Proof the yeast in a little warm water and, when it is creamy, add it and the honey to the rest of the water in a large bowl. Cut the levain into pieces and add it to the liquid. Combine the salt and the two flours, then start adding the dry mixture to the liquid by handfuls, while mixing with a spoon. After you have added several handfuls of flour, you will need to stir the spongy mixture vigorously to dissolve the levain and make sure it is incorporated. Continue adding flour until the dough has come together. Turn the dough out onto a floured surface and knead in the sauteed apples and remaining flour.

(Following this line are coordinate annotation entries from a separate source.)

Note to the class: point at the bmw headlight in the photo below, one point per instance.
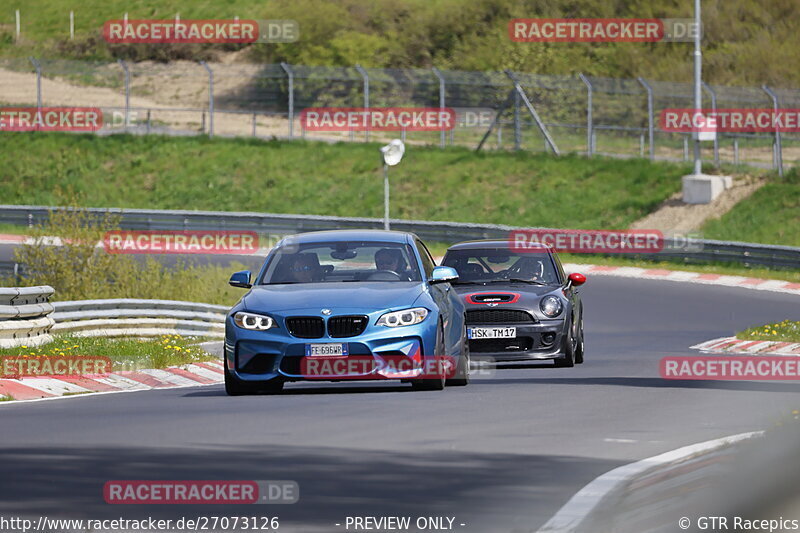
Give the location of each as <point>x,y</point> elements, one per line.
<point>551,306</point>
<point>407,317</point>
<point>253,321</point>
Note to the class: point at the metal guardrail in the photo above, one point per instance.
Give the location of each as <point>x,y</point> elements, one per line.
<point>139,318</point>
<point>25,316</point>
<point>276,225</point>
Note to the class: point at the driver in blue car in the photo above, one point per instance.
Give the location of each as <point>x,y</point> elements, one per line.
<point>393,261</point>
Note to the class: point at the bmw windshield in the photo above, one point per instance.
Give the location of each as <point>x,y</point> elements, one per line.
<point>341,262</point>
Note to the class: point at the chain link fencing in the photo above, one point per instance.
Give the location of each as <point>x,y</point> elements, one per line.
<point>583,114</point>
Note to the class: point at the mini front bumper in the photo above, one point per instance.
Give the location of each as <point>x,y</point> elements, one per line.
<point>529,344</point>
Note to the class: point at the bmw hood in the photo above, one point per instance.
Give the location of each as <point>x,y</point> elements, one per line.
<point>367,296</point>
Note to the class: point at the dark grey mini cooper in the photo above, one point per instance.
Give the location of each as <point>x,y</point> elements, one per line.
<point>520,304</point>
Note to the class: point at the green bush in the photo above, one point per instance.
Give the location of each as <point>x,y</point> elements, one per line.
<point>65,255</point>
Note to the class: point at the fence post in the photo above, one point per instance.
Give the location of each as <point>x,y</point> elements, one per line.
<point>38,68</point>
<point>290,75</point>
<point>778,150</point>
<point>210,98</point>
<point>127,92</point>
<point>442,87</point>
<point>589,124</point>
<point>364,75</point>
<point>713,96</point>
<point>518,90</point>
<point>650,132</point>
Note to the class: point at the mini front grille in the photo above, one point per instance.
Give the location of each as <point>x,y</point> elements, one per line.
<point>347,326</point>
<point>306,327</point>
<point>477,317</point>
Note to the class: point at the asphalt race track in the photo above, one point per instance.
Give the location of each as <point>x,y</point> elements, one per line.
<point>500,455</point>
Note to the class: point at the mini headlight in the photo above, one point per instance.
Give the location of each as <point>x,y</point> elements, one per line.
<point>253,321</point>
<point>407,317</point>
<point>551,306</point>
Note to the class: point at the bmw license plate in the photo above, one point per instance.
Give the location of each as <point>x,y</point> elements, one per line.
<point>491,333</point>
<point>329,349</point>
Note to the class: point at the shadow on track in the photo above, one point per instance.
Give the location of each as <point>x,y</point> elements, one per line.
<point>64,481</point>
<point>652,383</point>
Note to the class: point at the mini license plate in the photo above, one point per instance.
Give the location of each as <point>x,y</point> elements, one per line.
<point>491,333</point>
<point>329,349</point>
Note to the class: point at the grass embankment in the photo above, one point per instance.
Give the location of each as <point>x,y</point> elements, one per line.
<point>125,353</point>
<point>786,331</point>
<point>520,189</point>
<point>771,215</point>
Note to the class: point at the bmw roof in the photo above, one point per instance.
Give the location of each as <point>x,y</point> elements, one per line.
<point>350,235</point>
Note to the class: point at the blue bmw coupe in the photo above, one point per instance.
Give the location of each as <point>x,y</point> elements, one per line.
<point>346,305</point>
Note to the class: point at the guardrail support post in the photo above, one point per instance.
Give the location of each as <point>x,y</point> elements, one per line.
<point>650,127</point>
<point>127,92</point>
<point>589,124</point>
<point>38,68</point>
<point>210,98</point>
<point>364,75</point>
<point>442,87</point>
<point>521,92</point>
<point>290,76</point>
<point>777,150</point>
<point>713,96</point>
<point>517,124</point>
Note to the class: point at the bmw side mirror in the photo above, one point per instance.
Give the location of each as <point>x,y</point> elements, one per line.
<point>240,279</point>
<point>575,280</point>
<point>443,275</point>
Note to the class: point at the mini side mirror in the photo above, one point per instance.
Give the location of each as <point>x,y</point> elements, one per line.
<point>576,279</point>
<point>443,275</point>
<point>240,279</point>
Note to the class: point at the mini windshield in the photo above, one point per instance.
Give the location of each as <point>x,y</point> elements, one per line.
<point>481,266</point>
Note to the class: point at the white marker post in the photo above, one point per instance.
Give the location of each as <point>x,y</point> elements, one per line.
<point>699,188</point>
<point>392,154</point>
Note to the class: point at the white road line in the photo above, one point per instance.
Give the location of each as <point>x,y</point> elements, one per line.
<point>204,372</point>
<point>571,516</point>
<point>6,405</point>
<point>52,386</point>
<point>121,382</point>
<point>168,377</point>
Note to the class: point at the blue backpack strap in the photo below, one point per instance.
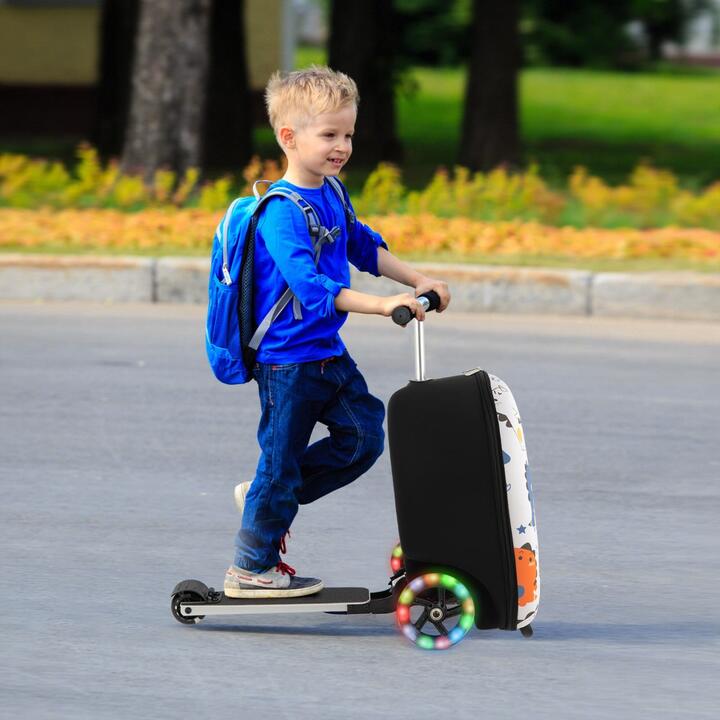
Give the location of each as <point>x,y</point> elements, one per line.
<point>318,233</point>
<point>339,188</point>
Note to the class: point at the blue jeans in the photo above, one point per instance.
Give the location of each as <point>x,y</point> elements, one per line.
<point>293,398</point>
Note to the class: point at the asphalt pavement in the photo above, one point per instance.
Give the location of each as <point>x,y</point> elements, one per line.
<point>118,456</point>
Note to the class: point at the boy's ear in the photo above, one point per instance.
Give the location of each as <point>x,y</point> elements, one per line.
<point>286,135</point>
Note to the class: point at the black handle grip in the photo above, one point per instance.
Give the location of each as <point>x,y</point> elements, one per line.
<point>402,315</point>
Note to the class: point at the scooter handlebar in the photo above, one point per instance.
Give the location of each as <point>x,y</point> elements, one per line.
<point>402,314</point>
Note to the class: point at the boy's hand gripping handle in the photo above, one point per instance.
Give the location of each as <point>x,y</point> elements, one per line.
<point>403,315</point>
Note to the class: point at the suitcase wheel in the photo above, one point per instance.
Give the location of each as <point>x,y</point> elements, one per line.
<point>397,559</point>
<point>435,611</point>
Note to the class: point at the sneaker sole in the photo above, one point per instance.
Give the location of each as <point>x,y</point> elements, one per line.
<point>256,592</point>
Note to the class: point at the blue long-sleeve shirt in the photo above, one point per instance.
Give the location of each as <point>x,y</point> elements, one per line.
<point>284,257</point>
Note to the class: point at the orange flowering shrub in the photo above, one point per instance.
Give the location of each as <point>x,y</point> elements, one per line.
<point>160,230</point>
<point>650,198</point>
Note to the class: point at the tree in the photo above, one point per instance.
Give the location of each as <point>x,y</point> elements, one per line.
<point>229,118</point>
<point>168,88</point>
<point>490,123</point>
<point>362,45</point>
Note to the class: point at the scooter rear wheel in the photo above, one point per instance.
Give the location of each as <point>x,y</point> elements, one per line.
<point>181,597</point>
<point>435,611</point>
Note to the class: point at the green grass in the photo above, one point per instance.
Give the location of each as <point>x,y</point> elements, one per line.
<point>603,120</point>
<point>607,121</point>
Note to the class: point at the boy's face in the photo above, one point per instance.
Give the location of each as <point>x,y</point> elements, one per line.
<point>321,147</point>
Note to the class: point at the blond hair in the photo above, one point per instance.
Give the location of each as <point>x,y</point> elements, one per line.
<point>299,96</point>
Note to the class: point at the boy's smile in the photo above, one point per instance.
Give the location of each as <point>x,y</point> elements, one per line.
<point>320,148</point>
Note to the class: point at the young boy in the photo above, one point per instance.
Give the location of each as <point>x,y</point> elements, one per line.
<point>304,373</point>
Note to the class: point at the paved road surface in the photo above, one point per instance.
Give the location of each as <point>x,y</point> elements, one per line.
<point>119,455</point>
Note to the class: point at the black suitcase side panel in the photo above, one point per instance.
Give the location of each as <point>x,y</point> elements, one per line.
<point>449,487</point>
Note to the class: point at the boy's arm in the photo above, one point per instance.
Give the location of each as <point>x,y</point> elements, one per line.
<point>353,301</point>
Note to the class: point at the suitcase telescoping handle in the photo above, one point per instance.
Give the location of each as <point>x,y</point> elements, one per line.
<point>402,316</point>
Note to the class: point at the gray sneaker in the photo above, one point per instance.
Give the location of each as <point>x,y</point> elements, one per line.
<point>277,582</point>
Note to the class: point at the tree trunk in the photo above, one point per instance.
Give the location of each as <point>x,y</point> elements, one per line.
<point>229,116</point>
<point>118,30</point>
<point>490,125</point>
<point>362,46</point>
<point>168,91</point>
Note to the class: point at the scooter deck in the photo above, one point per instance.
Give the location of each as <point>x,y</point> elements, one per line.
<point>327,600</point>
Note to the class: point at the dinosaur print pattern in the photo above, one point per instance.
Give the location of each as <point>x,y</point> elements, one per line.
<point>521,501</point>
<point>526,570</point>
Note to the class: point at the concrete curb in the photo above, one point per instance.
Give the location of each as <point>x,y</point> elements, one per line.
<point>475,288</point>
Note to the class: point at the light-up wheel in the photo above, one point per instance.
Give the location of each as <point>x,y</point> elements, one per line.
<point>435,611</point>
<point>397,559</point>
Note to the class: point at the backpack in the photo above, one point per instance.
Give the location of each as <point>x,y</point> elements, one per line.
<point>231,337</point>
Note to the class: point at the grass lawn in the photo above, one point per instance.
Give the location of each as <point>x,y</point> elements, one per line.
<point>605,121</point>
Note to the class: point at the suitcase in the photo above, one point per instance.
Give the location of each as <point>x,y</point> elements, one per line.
<point>463,493</point>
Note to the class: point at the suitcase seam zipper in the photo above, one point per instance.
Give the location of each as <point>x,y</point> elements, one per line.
<point>500,499</point>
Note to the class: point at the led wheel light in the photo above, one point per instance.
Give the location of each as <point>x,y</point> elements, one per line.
<point>435,611</point>
<point>397,559</point>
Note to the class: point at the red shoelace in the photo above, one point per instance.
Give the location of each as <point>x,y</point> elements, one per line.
<point>285,569</point>
<point>283,546</point>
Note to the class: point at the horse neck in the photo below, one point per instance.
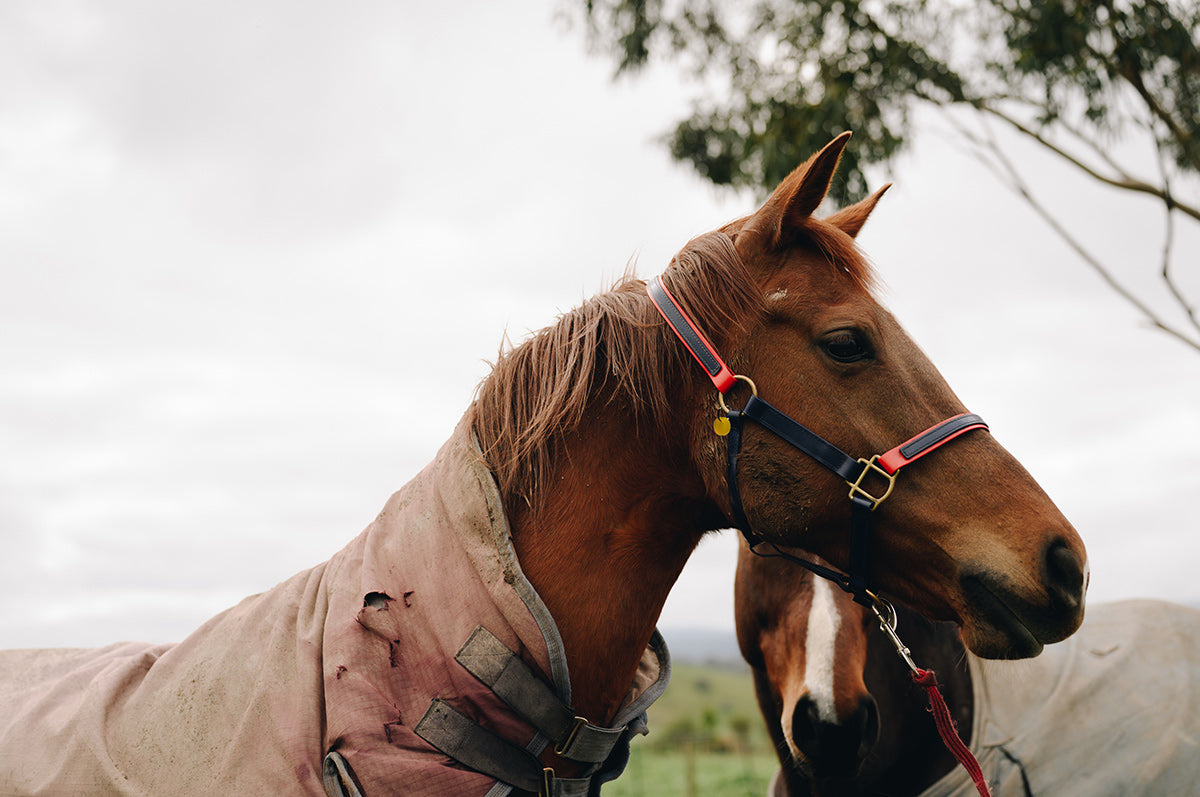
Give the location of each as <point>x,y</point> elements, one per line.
<point>604,546</point>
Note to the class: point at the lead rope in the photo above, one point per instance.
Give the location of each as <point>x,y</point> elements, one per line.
<point>928,679</point>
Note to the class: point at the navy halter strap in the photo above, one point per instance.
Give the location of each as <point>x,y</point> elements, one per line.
<point>855,472</point>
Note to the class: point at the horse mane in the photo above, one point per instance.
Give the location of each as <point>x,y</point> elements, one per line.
<point>615,347</point>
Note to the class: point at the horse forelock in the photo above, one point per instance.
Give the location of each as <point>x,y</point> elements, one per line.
<point>613,347</point>
<point>837,247</point>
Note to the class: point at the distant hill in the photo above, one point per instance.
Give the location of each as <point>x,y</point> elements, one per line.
<point>707,646</point>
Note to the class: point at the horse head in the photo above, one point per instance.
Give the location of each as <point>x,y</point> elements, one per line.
<point>839,703</point>
<point>599,431</point>
<point>807,646</point>
<point>966,534</point>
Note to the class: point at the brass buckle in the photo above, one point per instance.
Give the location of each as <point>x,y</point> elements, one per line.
<point>870,466</point>
<point>737,377</point>
<point>562,748</point>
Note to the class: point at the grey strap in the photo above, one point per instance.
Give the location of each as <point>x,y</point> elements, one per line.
<point>477,748</point>
<point>507,675</point>
<point>337,777</point>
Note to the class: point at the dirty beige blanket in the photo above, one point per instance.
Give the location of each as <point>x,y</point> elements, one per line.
<point>343,657</point>
<point>1113,711</point>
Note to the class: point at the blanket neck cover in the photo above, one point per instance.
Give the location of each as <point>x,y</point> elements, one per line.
<point>318,685</point>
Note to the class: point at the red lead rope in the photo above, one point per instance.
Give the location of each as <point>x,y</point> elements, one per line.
<point>948,731</point>
<point>928,678</point>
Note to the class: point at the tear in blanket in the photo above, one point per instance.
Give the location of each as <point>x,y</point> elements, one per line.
<point>346,657</point>
<point>1113,711</point>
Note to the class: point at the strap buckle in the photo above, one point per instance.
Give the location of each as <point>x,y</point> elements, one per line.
<point>871,466</point>
<point>565,744</point>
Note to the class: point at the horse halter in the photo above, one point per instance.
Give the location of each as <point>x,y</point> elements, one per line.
<point>853,472</point>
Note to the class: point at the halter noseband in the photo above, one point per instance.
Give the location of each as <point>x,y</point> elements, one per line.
<point>853,472</point>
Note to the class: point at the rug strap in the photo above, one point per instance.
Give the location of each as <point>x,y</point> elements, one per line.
<point>477,748</point>
<point>511,679</point>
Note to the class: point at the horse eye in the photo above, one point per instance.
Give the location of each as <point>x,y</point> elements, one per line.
<point>847,346</point>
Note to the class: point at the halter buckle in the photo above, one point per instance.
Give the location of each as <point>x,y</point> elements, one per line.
<point>871,466</point>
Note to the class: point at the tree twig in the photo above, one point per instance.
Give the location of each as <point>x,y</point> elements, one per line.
<point>1008,174</point>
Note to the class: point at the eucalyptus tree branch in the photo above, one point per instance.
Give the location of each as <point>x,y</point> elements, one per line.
<point>1000,165</point>
<point>1125,181</point>
<point>1168,243</point>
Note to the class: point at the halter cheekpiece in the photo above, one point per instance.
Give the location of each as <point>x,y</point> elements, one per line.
<point>853,472</point>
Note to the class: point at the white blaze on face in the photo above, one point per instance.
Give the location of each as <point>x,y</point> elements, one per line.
<point>820,649</point>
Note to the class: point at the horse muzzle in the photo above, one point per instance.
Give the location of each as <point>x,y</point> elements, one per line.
<point>1002,623</point>
<point>833,749</point>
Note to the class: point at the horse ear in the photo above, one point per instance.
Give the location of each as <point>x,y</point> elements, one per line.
<point>851,219</point>
<point>792,203</point>
<point>807,186</point>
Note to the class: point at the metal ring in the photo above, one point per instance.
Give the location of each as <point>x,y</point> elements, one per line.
<point>737,377</point>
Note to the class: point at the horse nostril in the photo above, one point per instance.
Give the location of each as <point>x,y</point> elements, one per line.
<point>868,717</point>
<point>1065,575</point>
<point>834,748</point>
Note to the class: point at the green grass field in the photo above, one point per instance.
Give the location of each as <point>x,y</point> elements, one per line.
<point>706,738</point>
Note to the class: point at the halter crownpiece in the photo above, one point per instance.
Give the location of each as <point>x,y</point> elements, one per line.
<point>853,471</point>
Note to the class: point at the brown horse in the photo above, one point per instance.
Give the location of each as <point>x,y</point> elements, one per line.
<point>579,484</point>
<point>839,703</point>
<point>1111,711</point>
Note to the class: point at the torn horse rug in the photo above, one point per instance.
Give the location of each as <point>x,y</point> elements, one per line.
<point>334,681</point>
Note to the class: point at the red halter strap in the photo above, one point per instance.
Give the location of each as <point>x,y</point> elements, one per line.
<point>693,339</point>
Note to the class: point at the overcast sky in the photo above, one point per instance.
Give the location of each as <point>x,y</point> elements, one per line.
<point>256,258</point>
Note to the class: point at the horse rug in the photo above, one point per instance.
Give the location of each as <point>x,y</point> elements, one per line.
<point>1114,709</point>
<point>342,659</point>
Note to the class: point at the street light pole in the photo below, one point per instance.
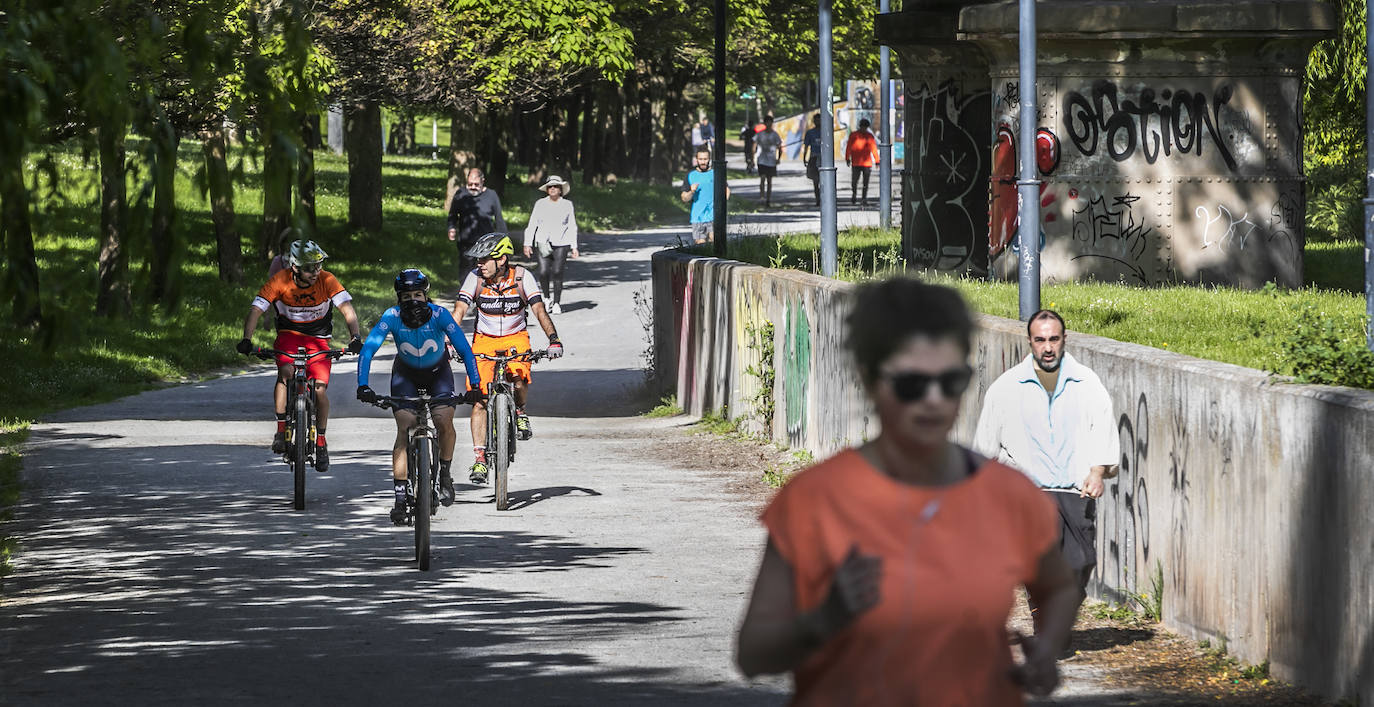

Knead the dough to a firm consistency with the rest of the flour. (This is a difficult task. My dough remained a bit on the sticky side when I decided it was 'done'.)
Set the dough aside, covered and in a warm place to rise for 1 1/4 hours, until doubled in size.
Cut the dough into 4 pieces and form each into a bâtard or a boule. Place the loaves on a parchment-lined baking sheet and let rise an additional 45 minutes to one hour.
Glaze the loaves (if desired) and slash with a blade.
Bake in an oven preheated to 425* or 450*F, either on the baking sheets or on a baking stone, for between 35 and 40 minutes. For the last 15 minutes of baking, reduce the temperature to between 375* and 400*F.
Note to the advanced baker: You may wish to reduce the amount of yeast to one teaspoon and extend the rising times to give more of a sourdough effect. You can also save a cup of the final dough and let that rise 8 hours if you wish to make the bread again the next day. Take that piece of dough from the 'second refreshment' step to make another batch.